- Chamberlain Ranger Station Historic District
- U.S. National Register of Historic Places
- U.S. Historic district
- Location: Frank Church-River of No Return Wilderness, Payette National Forest, Idaho County, Idaho
- Coordinates: 45°22′32″N 115°12′02″W﻿ / ﻿45.375556°N 115.200556°W
- Area: 100 acres (40 ha)
- Built: 1921
- Architect: USFS architects
- Architectural style: Rustic
- NRHP reference No.: 03001388
- Added to NRHP: January 14, 2004

= Chamberlain Ranger Station Historic District =

Historic district in Idaho, United States

The Chamberlain Ranger Station Historic District, also known as the Chamberlain Guard Station, is located in the Frank Church-River of No Return Wilderness within Payette National Forest in Idaho County, Idaho. It was listed on the National Register of Historic Places in 2004.

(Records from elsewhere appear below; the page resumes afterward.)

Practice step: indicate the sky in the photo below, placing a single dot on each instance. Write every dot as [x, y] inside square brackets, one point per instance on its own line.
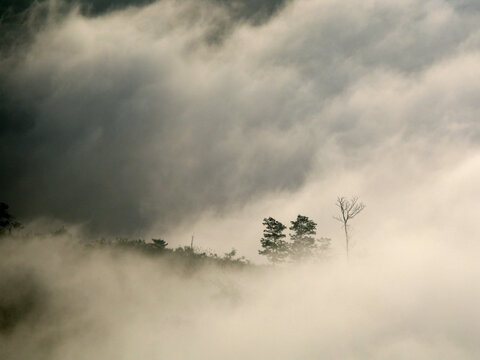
[173, 118]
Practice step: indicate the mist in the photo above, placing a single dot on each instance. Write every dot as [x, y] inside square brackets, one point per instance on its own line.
[190, 122]
[408, 300]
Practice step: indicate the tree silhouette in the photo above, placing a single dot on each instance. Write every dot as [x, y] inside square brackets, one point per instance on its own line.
[7, 221]
[348, 210]
[303, 240]
[275, 248]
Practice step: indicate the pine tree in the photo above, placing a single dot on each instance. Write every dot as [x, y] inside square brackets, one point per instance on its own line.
[275, 248]
[303, 241]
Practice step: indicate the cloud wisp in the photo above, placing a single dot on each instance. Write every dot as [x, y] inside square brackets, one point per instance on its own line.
[143, 117]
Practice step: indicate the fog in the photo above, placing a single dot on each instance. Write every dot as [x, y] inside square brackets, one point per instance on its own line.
[164, 119]
[161, 118]
[402, 301]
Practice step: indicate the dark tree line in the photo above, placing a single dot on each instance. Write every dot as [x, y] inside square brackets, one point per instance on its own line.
[7, 221]
[302, 244]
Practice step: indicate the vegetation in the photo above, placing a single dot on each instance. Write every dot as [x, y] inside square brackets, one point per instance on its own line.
[348, 210]
[7, 221]
[302, 245]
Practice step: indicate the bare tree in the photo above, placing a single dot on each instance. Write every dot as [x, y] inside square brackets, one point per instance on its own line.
[348, 210]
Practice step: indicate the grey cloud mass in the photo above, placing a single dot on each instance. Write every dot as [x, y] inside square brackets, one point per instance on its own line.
[136, 117]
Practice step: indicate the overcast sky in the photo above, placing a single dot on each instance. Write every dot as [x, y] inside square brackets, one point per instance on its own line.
[189, 116]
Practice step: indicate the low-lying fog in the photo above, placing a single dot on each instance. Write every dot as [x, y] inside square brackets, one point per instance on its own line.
[402, 301]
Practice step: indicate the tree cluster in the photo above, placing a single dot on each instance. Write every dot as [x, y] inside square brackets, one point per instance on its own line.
[302, 244]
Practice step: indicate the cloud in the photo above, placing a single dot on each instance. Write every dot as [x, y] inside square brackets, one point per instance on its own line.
[136, 118]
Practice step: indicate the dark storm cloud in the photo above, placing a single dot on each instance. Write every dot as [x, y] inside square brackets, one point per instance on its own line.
[134, 117]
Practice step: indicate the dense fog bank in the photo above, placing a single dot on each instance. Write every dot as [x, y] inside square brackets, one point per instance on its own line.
[59, 300]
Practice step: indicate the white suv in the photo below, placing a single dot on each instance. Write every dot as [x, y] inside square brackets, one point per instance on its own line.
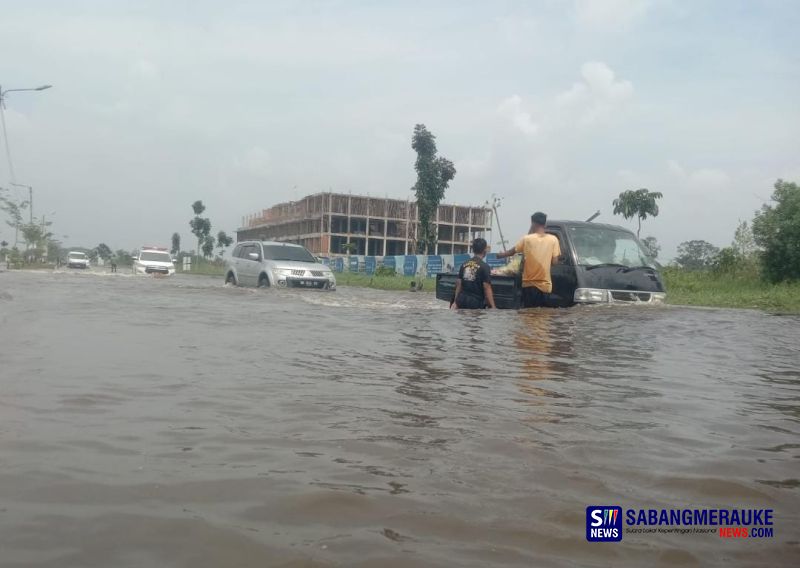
[77, 259]
[153, 260]
[282, 265]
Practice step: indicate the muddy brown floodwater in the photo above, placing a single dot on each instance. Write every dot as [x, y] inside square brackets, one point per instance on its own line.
[179, 422]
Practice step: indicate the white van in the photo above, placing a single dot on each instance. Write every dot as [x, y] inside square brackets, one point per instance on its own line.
[153, 260]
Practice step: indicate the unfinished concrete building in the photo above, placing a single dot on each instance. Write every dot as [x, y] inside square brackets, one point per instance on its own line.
[332, 223]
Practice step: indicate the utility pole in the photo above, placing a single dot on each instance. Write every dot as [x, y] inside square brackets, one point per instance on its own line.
[30, 198]
[496, 202]
[3, 122]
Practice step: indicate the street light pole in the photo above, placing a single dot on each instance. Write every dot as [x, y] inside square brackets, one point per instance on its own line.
[3, 122]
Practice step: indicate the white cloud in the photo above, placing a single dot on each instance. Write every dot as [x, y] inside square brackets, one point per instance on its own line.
[255, 161]
[702, 180]
[511, 108]
[594, 98]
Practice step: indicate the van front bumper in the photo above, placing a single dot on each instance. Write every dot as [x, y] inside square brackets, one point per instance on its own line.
[602, 296]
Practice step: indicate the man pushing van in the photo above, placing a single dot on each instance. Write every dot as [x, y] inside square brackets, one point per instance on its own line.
[474, 283]
[539, 251]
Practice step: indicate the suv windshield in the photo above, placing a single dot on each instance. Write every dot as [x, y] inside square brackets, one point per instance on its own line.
[283, 252]
[155, 256]
[599, 245]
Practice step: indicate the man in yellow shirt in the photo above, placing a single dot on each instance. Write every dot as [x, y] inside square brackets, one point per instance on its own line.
[539, 251]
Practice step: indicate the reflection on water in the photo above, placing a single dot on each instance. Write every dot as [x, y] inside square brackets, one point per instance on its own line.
[177, 422]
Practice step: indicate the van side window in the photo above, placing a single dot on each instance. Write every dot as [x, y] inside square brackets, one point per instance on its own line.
[564, 252]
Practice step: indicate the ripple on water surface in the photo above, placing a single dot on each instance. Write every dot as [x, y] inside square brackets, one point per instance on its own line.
[179, 422]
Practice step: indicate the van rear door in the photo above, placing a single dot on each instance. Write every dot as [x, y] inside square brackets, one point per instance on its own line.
[563, 274]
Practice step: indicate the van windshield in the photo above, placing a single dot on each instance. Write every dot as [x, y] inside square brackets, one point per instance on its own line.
[282, 252]
[599, 245]
[155, 256]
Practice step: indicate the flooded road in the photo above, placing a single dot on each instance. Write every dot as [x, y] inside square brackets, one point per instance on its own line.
[178, 422]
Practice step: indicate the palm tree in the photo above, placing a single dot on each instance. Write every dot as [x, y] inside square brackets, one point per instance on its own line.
[637, 203]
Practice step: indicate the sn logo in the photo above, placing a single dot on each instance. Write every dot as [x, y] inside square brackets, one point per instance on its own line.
[604, 523]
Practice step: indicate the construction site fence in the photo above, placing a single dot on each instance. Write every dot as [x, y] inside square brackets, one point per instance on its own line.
[406, 265]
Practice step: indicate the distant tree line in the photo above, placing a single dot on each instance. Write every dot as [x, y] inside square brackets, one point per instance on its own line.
[769, 245]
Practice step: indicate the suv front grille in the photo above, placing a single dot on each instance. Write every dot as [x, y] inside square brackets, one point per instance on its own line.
[620, 296]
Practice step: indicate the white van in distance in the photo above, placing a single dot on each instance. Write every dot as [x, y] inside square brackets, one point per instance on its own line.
[153, 260]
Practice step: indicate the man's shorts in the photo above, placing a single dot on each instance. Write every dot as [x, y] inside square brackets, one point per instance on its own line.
[468, 302]
[532, 297]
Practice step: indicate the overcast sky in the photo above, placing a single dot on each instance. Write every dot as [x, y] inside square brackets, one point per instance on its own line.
[553, 105]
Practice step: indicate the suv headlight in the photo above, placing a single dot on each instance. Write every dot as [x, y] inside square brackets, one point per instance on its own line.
[591, 295]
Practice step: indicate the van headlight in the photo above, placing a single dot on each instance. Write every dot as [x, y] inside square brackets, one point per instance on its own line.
[590, 295]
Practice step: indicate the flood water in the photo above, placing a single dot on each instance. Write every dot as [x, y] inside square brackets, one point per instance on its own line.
[179, 422]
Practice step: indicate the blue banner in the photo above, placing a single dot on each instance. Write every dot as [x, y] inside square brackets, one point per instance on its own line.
[460, 259]
[434, 265]
[410, 266]
[492, 260]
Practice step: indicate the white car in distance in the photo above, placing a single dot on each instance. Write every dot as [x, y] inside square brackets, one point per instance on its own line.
[77, 259]
[153, 260]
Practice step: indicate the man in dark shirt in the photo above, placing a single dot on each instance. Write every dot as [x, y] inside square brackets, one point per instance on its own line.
[474, 287]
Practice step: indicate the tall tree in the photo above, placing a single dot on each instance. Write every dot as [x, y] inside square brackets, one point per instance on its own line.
[776, 229]
[696, 255]
[434, 175]
[201, 227]
[223, 242]
[176, 244]
[652, 246]
[637, 203]
[208, 246]
[14, 211]
[743, 240]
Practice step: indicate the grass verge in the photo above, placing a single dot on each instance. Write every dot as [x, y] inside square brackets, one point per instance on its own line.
[382, 282]
[745, 290]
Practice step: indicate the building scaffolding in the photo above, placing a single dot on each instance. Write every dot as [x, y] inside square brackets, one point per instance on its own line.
[336, 223]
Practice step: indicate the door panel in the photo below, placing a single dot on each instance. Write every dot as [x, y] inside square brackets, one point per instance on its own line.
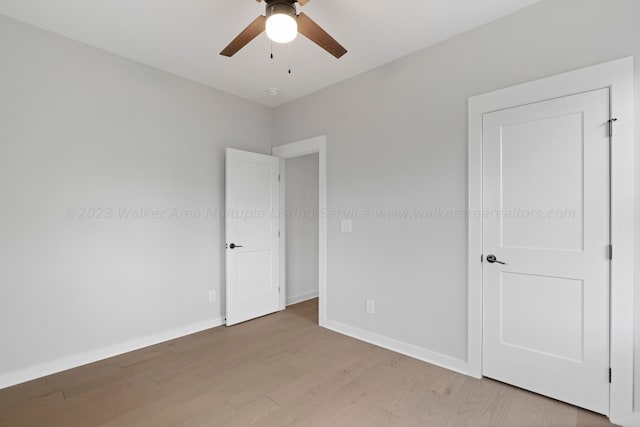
[546, 207]
[252, 223]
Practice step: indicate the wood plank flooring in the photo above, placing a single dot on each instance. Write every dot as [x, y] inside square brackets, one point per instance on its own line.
[278, 370]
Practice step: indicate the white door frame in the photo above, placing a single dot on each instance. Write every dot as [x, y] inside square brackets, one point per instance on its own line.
[288, 151]
[618, 76]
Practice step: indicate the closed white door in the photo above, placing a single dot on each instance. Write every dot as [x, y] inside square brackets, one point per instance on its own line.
[546, 217]
[252, 235]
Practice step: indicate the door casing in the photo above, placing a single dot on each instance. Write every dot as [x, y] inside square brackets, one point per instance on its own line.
[618, 76]
[288, 151]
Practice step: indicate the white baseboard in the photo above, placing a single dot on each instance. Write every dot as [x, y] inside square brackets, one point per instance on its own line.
[41, 370]
[301, 298]
[411, 350]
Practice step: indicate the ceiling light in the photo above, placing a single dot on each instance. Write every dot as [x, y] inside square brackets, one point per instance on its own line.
[282, 26]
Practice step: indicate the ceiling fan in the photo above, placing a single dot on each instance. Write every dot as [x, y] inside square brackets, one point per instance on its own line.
[282, 24]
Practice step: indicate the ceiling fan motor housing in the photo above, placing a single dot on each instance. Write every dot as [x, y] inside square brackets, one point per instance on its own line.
[285, 7]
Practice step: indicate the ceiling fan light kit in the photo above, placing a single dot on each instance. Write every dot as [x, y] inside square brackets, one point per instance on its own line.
[282, 24]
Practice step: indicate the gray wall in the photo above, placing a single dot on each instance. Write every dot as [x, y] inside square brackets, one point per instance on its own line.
[79, 129]
[398, 140]
[302, 227]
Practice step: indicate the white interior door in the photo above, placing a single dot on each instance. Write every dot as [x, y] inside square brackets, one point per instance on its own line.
[252, 238]
[546, 216]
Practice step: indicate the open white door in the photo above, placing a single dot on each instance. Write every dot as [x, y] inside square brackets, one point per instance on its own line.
[546, 248]
[252, 235]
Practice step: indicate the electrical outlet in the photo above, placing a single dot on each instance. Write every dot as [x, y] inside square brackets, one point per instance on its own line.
[371, 306]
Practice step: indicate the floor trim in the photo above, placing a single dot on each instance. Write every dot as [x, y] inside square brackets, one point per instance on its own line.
[410, 350]
[48, 368]
[302, 298]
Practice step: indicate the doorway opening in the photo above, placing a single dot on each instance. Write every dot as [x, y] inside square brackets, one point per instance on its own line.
[303, 189]
[301, 212]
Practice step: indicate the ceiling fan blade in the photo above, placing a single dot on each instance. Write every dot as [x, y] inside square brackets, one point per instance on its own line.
[311, 30]
[251, 32]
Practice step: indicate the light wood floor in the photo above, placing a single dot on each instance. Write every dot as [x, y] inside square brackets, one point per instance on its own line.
[278, 370]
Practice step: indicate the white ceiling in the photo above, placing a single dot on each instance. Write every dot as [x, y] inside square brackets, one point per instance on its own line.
[185, 37]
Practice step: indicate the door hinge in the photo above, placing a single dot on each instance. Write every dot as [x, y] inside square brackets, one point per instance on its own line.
[611, 121]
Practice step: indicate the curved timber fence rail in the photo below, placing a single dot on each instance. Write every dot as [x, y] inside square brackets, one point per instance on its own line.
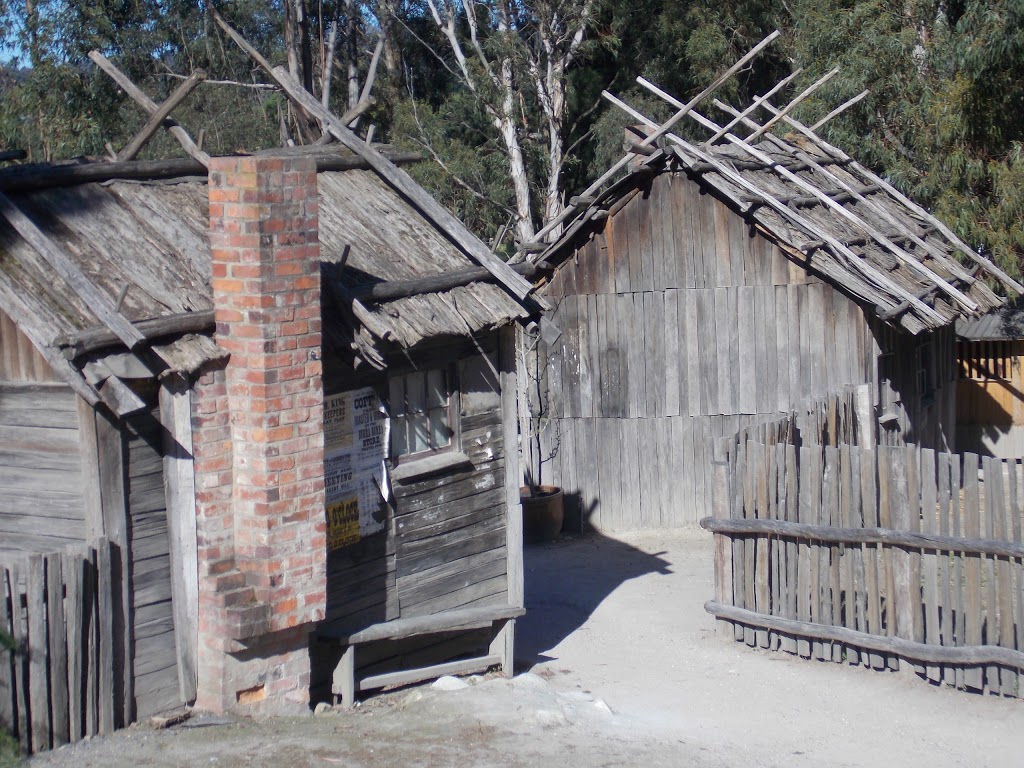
[871, 556]
[64, 680]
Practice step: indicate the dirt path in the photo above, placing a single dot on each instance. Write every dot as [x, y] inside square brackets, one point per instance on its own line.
[628, 672]
[651, 651]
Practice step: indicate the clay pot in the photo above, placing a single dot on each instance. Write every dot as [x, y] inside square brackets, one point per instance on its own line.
[542, 513]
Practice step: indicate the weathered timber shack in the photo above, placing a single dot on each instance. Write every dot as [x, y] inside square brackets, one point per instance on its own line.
[990, 391]
[709, 287]
[261, 412]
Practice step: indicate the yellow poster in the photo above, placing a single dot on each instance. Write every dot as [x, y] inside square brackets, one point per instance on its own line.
[342, 523]
[355, 449]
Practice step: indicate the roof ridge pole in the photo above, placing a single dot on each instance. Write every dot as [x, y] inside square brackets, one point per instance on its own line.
[660, 131]
[841, 109]
[753, 108]
[722, 169]
[403, 183]
[910, 262]
[835, 152]
[793, 104]
[953, 267]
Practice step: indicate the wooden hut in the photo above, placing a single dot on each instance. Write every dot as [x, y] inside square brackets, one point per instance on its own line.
[285, 392]
[704, 287]
[990, 389]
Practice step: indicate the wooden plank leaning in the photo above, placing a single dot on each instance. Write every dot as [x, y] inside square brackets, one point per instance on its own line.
[72, 569]
[944, 570]
[57, 649]
[973, 677]
[7, 663]
[1004, 576]
[150, 105]
[1015, 528]
[18, 626]
[930, 564]
[404, 184]
[684, 110]
[163, 112]
[39, 705]
[105, 639]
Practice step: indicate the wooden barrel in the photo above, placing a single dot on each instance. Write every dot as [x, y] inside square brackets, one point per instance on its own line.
[542, 513]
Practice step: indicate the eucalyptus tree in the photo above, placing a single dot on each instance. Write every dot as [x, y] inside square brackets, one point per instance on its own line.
[513, 57]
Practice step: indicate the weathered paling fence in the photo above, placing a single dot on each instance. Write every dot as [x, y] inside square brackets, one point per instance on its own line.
[869, 555]
[64, 680]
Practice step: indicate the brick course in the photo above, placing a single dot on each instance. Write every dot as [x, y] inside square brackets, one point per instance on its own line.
[258, 441]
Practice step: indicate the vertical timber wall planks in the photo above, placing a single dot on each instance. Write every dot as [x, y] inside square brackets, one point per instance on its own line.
[680, 325]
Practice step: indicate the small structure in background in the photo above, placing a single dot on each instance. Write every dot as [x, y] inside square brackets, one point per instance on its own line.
[990, 390]
[256, 412]
[706, 286]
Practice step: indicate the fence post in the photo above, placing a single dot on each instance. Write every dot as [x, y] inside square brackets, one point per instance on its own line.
[723, 547]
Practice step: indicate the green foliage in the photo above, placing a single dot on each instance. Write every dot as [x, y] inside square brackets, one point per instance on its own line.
[472, 182]
[944, 120]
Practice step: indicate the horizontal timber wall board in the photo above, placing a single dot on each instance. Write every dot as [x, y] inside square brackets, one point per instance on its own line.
[40, 468]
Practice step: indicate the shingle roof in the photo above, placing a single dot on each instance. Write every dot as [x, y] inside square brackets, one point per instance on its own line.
[846, 223]
[150, 239]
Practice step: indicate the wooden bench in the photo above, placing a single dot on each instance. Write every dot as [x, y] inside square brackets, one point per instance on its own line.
[345, 683]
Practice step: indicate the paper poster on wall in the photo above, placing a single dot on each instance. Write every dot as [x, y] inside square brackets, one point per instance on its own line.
[356, 434]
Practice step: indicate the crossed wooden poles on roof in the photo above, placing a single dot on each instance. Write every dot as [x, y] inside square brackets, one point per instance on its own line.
[752, 152]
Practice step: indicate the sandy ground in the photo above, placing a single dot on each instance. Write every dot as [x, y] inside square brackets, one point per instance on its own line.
[623, 668]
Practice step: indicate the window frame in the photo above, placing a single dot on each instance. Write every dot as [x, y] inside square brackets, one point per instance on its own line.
[454, 414]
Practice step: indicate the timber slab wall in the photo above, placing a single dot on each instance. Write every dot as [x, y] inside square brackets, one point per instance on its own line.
[154, 653]
[42, 505]
[680, 323]
[445, 545]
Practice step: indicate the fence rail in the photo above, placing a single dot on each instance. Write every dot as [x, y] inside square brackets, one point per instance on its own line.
[60, 684]
[870, 555]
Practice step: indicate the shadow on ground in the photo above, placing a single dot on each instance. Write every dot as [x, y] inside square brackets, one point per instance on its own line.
[565, 582]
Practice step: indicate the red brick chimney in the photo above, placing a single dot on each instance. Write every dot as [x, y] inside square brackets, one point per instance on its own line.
[258, 440]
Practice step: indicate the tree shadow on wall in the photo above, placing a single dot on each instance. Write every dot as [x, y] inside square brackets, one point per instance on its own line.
[566, 580]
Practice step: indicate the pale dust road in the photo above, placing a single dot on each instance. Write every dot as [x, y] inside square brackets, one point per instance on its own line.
[628, 672]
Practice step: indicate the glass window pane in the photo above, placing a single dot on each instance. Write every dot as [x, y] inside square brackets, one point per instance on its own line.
[420, 436]
[416, 391]
[397, 395]
[440, 435]
[399, 441]
[436, 389]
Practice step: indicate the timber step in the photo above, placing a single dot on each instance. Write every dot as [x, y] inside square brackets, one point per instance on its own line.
[345, 682]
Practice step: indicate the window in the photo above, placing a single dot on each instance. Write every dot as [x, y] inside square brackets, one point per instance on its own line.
[423, 421]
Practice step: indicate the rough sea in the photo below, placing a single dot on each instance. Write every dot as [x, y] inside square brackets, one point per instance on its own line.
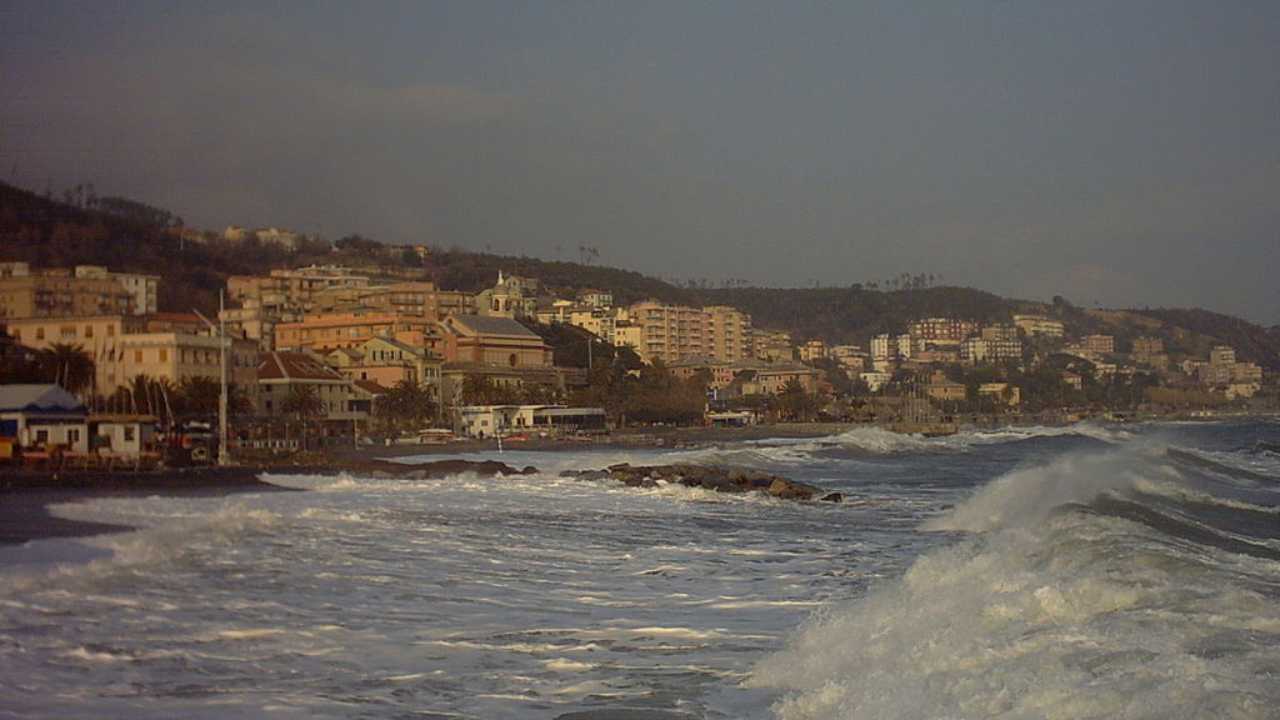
[1095, 572]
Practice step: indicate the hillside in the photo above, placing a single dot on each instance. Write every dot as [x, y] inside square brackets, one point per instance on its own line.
[136, 237]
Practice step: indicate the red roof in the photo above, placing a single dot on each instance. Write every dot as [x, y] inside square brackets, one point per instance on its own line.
[293, 367]
[371, 387]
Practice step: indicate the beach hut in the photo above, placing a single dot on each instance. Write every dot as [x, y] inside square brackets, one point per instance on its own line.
[42, 417]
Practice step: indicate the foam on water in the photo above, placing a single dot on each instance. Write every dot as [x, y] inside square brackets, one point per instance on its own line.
[1079, 583]
[1047, 613]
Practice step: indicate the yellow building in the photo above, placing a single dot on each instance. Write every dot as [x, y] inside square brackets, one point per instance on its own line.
[123, 346]
[675, 332]
[62, 295]
[321, 333]
[728, 333]
[145, 290]
[178, 356]
[279, 373]
[1040, 324]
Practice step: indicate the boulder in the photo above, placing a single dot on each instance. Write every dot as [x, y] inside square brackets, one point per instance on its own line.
[790, 490]
[708, 477]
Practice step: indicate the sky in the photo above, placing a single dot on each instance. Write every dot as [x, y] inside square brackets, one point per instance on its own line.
[1118, 154]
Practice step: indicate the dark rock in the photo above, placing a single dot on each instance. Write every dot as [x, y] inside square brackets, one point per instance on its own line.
[438, 469]
[713, 478]
[626, 714]
[790, 490]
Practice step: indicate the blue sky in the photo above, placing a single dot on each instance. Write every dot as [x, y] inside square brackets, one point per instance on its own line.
[1121, 154]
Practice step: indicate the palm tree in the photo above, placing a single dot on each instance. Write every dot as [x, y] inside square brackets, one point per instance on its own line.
[305, 402]
[68, 365]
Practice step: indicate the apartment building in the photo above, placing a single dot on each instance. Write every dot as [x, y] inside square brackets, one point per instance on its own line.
[145, 290]
[1100, 343]
[945, 329]
[59, 294]
[728, 333]
[670, 332]
[177, 356]
[1221, 355]
[813, 350]
[979, 350]
[327, 332]
[595, 297]
[279, 373]
[1040, 326]
[164, 346]
[388, 361]
[594, 319]
[675, 332]
[772, 346]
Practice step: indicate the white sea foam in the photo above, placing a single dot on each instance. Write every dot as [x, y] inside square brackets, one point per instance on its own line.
[1027, 496]
[1045, 615]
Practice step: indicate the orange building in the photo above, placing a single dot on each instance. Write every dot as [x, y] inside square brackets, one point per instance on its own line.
[321, 333]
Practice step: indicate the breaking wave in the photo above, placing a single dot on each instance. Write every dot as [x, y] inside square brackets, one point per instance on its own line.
[1118, 583]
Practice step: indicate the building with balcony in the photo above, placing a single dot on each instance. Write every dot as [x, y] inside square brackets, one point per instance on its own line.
[1040, 326]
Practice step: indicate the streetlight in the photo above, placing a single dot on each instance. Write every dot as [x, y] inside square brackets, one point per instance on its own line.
[223, 454]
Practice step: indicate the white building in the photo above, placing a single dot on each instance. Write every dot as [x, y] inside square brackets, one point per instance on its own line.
[44, 417]
[144, 290]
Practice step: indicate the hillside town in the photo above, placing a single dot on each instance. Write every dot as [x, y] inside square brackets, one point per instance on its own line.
[332, 355]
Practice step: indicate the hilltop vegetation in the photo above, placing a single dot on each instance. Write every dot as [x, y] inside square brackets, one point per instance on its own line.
[132, 236]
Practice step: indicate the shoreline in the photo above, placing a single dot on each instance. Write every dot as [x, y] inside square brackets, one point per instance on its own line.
[24, 499]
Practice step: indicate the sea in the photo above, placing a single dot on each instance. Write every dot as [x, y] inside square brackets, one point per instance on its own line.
[1087, 572]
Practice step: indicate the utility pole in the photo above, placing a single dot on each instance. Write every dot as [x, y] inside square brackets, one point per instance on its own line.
[224, 456]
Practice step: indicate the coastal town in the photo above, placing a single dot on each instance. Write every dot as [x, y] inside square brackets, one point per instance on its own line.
[333, 355]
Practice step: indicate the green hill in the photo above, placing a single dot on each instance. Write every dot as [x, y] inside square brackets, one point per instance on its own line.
[136, 237]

The listing was for a 100 acre area which included four contributing buildings and two contributing sites. The station's residence was built during 1937 to 1938. It is a one-and-a-half-story 28x33 ft log building on a concrete and rock masonry foundation, based on a USFS Standard Plan model R-4 #53-c. Its walls are peeled lodgepole pine logs from trees cut on the site. Its corners are saddle-notched.

Other structures include one built during the first decade of the 20th century, moved to the site in 1954, and another built c.1921.